Semco is a Brazilian engineering conglomerate, and over the past two decades Semler has led a dramatic series of experiments to find ways of accessing the enthusiasm of his staff.
They now manage the company themselves. They work in teams without job titles. Like Richard Branson’s much-heralded experiment announced earlier this week, they choose their own holidays and their own hours. However, although Semco is on the syllabus of most of the world’s business schools, few business graduates have copied it. Quite the reverse: iron control by IT system seems to be the trend.
But the salaries, holidays and hours Semco’s employees choose are transparent, and therein lies the power. It isn’t so much the power of self-control but the power of peer control. The most imaginative companies have realised the same thing in recent years: that group pressure may be a good deal more effective at controlling their workforce than an IT system, powered by a top-heavy, heavy-handed human resources department.
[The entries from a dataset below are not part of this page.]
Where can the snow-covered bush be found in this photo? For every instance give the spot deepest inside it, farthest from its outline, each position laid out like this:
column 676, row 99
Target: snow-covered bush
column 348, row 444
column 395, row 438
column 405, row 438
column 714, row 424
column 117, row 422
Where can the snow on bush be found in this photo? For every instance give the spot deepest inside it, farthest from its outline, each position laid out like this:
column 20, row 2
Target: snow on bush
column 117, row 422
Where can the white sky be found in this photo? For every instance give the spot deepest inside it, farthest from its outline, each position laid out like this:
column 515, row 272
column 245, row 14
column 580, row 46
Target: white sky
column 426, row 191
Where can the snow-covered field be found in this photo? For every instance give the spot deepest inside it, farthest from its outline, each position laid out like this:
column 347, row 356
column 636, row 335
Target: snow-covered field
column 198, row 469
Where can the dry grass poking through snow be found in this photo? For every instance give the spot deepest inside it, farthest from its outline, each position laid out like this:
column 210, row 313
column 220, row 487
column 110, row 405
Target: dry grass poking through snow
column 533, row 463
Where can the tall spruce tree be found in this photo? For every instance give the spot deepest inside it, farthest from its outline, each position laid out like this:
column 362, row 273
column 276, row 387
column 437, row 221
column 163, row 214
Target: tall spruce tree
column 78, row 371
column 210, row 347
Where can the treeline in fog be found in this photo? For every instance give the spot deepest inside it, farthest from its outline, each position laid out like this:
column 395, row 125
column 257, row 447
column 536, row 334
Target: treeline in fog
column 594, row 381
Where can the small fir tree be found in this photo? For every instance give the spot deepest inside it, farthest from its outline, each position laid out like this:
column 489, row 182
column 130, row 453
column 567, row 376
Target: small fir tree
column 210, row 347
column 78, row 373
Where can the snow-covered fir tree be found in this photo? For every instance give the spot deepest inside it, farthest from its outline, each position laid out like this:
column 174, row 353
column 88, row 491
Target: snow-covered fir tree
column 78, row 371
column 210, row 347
It is the same revelation that hit Muhammed Yunus, the founder of Grameen Bank. He realised that peer pressure by borrowers on each other was far more effective at avoiding bad debts than the traditional command-and-not-quite-control.
Branson is only the most recent business leader to grasp this – he got the idea from Netflix – and the power of small teams answerable to each other has done wonders for productivity in companies such as General Electric and WL Gore.
But before we take Branson’s approach at face value, there are a few things we need to think about. Peer control can be pretty ferocious. It can lead people to extremes. Even some of the most disillusioned first world war soldiers, such as Siegfried Sassoon, went back to the trenches willingly – strove to do so, in fact – so as not to let their colleagues down.
I’m self-employed. I have complete control of my holiday entitlement and I still don’t take it. It may be that self-managing teams can also be kinder and more understanding, once you have earned their trust. Given the choice between working in an Amazon warehouse, timed when I go to the loo, and in a self-managed team choosing my own holiday schedule, I know which one I would prefer. But that isn’t to say it would always be comfortable or that there wouldn’t be places where people suffered the consequences of coercive, bullying, group dynamics.
There are two other peculiarities about Branson’s thoughts on the subject, which are taken from his new book The Virgin Way. One is that it applies only to his head office staff in the US and UK – just 170 people. Virgin doesn’t do much except invest and rent out its name to other companies. Behind this apparent empire is a vast database and linked call centres, but not much else. Branson’s company owns just half of Virgin Atlantic and Virgin Trains, and only around a tenth of Virgin Media, a subsidiary of a different company entirely.
He says he will be encouraging them all to use the same idea if it is successful. But the real test is whether similar arrangements are offered to frontline staff bearing his logo, which he barely has the power to do.
The other peculiarity is that Branson seems to be trying to have it both ways. He reveals himself to be not quite the radical, bearded, liberal-minded guy he might occasionally look like.
He rather gives the game away on the company blog when he “assumes” that his staff will only take holidays “when they feel 100% comfortable that they and their team are up to date on every project and that their absence will not in any way damage the business – or, for that matter, their careers!” This convoluted sentence faces all ways at once. It seems to be saying you can manage your own holiday entitlement – if you dare.
The self-managed holiday idea is a radical experiment and needs testing out. But in Branson’s formulation, it is doomed from the start: if you had to be 100% certain that you were up to date on everything, would ever take a long weekend, let alone head off on holiday?
It is a sentence that seems to emerge from a nervous manager in a bit of a muddle. He is opening the doors of the cage but not quite daring to put down the whip.